Notes for Schools Sydney Water

describe the design and composition of microscopic membrane filters and explain how they purify contaminated water.

• Microscopic membrane filters have microscopic pores and the use of appropriate sized filters can avoid the need to chemically treat the water. The filters can be classified as microfiltration, ultrafiltration, nanofiltration or reverse osmosis membranes depending on the size of the pore.
   
• The membrane is made from synthetic polymers dissolved in a mixture of solvents. Water-soluble powders of a particular size are added. The mixture is spread out over a plate and left for the solvent to dry. The polymer membrane formed, containing particles of water-soluble powder, is then placed in water. Remaining solvent and the powder particles dissolve, leaving a very thin polymer sheet with definite sized microscopic pores where the water-soluble particles were located.
   
• Semi-permeable membranes used in reverse osmosis are either made of cellulose acetate or a layer of polyamide attached to another polymer.

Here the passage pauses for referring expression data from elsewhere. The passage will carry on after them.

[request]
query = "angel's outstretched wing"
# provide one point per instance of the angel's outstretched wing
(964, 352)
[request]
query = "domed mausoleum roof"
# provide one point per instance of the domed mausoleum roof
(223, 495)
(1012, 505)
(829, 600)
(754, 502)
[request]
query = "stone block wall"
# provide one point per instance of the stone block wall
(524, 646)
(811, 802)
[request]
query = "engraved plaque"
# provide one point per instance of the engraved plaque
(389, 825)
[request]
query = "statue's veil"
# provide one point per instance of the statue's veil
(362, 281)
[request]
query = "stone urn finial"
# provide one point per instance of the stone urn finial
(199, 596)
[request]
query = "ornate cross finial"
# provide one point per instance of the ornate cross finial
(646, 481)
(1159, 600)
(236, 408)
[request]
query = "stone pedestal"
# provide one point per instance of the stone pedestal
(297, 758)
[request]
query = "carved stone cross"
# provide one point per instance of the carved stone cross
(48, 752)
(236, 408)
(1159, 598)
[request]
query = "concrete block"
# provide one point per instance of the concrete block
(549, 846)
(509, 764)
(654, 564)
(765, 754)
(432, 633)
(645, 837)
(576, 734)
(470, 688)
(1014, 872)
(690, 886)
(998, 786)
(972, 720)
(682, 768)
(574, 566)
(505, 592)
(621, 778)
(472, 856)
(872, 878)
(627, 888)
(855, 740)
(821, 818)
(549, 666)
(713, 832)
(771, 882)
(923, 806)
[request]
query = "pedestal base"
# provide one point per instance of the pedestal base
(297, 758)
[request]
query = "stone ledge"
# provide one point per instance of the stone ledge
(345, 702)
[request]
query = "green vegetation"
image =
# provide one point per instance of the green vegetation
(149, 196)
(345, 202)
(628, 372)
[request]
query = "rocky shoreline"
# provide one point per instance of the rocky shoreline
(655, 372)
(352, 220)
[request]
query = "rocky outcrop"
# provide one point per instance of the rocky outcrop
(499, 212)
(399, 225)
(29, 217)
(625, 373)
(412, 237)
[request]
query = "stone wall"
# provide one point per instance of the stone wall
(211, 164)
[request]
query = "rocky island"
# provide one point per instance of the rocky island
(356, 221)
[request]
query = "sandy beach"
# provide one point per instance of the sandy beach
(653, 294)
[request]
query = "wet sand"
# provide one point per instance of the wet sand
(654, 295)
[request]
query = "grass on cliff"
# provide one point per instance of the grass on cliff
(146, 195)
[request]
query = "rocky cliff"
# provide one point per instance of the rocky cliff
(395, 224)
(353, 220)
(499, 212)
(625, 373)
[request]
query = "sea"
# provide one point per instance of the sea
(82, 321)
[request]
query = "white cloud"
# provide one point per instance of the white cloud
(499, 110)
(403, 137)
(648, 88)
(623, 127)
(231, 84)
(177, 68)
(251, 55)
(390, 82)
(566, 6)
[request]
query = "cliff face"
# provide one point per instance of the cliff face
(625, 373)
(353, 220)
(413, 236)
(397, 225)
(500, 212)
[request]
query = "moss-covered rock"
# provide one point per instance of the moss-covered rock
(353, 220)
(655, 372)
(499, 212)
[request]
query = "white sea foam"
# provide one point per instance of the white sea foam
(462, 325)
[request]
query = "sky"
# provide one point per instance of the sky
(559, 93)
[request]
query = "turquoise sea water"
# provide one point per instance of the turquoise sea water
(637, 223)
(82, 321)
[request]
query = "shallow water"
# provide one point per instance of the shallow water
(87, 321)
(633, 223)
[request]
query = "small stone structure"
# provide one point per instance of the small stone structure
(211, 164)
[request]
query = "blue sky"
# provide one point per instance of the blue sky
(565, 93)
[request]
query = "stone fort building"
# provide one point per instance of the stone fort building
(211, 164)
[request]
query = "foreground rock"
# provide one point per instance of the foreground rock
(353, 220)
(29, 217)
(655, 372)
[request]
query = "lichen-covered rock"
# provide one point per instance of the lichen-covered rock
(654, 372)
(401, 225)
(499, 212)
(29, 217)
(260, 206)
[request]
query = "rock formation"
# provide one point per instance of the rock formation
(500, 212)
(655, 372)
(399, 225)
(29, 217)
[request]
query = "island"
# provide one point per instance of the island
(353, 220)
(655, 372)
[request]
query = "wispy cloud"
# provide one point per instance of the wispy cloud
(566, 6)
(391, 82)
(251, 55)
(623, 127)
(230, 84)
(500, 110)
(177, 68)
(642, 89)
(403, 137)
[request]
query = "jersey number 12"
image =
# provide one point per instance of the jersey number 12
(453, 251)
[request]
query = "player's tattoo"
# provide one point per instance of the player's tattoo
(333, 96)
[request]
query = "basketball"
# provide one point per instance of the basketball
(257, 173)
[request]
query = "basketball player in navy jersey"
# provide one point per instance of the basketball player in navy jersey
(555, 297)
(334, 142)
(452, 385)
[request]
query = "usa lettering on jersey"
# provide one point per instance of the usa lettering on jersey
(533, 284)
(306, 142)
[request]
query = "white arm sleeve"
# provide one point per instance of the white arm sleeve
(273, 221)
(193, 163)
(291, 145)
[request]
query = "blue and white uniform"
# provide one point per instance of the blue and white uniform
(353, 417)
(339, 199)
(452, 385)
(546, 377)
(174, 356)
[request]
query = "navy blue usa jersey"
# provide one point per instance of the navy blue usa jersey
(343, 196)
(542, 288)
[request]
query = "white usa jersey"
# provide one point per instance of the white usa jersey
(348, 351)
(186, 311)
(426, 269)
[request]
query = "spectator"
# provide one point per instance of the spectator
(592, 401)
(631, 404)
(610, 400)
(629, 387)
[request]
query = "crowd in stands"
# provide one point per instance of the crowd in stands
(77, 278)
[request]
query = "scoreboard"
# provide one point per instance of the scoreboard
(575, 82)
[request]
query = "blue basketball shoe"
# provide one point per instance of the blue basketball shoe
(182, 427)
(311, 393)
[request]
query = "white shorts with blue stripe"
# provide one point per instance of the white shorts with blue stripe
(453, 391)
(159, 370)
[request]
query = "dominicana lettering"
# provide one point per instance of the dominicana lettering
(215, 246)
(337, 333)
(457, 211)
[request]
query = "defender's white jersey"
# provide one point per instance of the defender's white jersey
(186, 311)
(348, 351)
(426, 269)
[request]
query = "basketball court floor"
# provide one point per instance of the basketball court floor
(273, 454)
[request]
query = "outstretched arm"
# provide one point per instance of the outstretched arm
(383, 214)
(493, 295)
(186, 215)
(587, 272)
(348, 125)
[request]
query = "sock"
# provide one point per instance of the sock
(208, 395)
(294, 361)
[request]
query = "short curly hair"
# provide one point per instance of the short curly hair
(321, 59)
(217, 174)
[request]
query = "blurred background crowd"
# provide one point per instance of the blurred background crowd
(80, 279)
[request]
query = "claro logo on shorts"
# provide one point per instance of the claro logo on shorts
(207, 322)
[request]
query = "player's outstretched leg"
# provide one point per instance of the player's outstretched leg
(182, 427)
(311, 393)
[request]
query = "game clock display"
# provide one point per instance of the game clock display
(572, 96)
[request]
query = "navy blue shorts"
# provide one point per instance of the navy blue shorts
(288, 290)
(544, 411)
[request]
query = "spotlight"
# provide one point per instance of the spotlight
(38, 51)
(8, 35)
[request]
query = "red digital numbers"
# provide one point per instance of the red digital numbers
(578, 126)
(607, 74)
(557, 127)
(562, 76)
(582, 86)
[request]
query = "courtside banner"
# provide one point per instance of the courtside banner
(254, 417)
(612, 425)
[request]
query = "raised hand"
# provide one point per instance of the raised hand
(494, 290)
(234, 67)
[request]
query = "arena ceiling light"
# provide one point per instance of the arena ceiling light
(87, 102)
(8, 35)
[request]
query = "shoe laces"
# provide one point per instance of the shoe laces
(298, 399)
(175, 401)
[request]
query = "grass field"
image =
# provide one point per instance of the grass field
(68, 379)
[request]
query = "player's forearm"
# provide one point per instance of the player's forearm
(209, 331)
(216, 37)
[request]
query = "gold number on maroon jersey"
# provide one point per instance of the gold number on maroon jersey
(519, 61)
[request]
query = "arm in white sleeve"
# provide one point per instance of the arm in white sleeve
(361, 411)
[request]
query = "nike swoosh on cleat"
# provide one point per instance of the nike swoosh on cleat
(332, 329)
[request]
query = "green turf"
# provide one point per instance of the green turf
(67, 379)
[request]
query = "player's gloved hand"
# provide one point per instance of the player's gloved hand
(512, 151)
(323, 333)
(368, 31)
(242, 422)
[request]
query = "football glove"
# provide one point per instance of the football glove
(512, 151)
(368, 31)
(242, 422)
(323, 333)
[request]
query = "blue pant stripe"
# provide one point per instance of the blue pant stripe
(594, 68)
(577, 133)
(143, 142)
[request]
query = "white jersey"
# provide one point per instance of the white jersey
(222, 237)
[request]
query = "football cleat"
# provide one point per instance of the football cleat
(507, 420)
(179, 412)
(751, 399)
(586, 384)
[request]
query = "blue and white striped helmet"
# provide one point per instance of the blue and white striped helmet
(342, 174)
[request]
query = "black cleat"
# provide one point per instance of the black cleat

Under pressure these polymers allow the passage of water molecules but not that of most atoms, ions or other molecules.
   
• Water is made to flow across the membrane not through it. This reduces the blockage factor. Microfiltration removes protozoans, bacteria, colloids, some colouration and some viruses. The size of the pore determines which sized particle or organism may pass through the membrane. The finer the pore size the smaller the particles trapped and the more expensive the membrane.